Skip to main content

If it's not good testing, it's not good regression testing either.

Pick a coin from your pocket, and hold it at arms length. Take a good look. Now take another one, of the same denomination and hold it out at arms length as before. Based on your observations alone - can you say they are the identical?

Lets go a step further. If someone had given you one coin to look at, then exchanged it for another, could you have determined whether they are the same or different coins? Maybe, yes? If the differences had been large enough e.g. one coin was heavily tarnished or scratched, then the different coins would be identifiable. Or if you'd been given the opportunity to examine the coin using magnifying equipment, you probably could of found differences.

But lets assume our only test was a standard set of checks i.e.: viewing at arms length and comparing what we see with our notes/records. It's better than nothing, I would see some differences, some might be important ones. For example if my next coin was blank: I might have suspected an issue with my coin supply, and investigated.

What about my next coin... it is blank on one side. Unfortunately it's not the side I check when I hold it at arms length. So as far as my checks are concerned there has been no regression in the quality of the coins being produced by my pocket. So until I go 'live' and try and spend my coins out in the real world of shopkeepers, I'm none the wiser.
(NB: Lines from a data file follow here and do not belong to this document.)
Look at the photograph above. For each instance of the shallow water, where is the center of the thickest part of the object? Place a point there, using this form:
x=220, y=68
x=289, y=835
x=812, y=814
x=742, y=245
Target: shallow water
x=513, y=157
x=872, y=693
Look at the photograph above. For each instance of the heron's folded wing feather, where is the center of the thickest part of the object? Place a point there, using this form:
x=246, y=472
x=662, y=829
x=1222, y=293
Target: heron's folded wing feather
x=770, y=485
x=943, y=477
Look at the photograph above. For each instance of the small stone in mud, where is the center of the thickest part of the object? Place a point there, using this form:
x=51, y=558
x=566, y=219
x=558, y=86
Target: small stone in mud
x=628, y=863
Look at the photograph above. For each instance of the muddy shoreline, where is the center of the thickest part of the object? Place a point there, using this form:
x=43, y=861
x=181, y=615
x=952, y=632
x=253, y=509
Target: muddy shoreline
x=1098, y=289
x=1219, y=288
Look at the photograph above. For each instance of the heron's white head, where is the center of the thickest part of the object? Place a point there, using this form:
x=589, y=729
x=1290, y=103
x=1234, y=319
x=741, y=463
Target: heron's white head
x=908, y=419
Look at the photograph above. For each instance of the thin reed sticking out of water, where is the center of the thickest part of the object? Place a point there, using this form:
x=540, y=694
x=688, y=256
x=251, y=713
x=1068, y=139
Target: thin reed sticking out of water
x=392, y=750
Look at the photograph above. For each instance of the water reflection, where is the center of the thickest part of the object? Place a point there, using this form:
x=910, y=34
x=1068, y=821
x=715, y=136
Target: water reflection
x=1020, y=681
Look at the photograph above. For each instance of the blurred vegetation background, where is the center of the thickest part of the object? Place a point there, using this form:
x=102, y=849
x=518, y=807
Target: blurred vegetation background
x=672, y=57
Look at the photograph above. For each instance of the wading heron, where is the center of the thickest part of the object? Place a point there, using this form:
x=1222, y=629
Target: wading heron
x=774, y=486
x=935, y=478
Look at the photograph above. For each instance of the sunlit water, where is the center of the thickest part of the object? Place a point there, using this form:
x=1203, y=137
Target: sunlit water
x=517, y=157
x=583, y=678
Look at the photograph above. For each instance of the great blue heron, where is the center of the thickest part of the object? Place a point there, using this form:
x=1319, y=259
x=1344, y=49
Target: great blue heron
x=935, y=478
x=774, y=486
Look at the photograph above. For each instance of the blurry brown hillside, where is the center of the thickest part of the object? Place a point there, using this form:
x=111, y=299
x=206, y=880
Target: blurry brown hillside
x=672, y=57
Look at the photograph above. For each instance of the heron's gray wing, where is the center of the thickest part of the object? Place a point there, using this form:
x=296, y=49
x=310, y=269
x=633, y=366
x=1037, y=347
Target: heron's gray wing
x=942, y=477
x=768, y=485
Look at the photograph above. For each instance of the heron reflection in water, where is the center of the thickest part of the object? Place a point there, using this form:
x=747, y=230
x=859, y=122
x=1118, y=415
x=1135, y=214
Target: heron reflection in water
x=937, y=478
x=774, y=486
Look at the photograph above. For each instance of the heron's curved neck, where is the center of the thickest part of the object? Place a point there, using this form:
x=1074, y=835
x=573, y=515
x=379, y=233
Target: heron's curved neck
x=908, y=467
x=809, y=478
Do you see the flaw in our logic here? If we noticed a degradation in coin quality the testing is good. If the testing does not find an issue, it still must be good, because previously those checks found a different issue. Because I was only performing one test or one set of tests I was blind to issues that I can't see with that one test.

If we'd been testing the coins independently, we probably would of been more critical. We might of thought: sure it looks good in the arm length test, what about the weight: maybe thats wrong. We'd try a number of different tests trying to find an issue. We'd ask other people about coins, learn about their two sided nature and perform tests for it.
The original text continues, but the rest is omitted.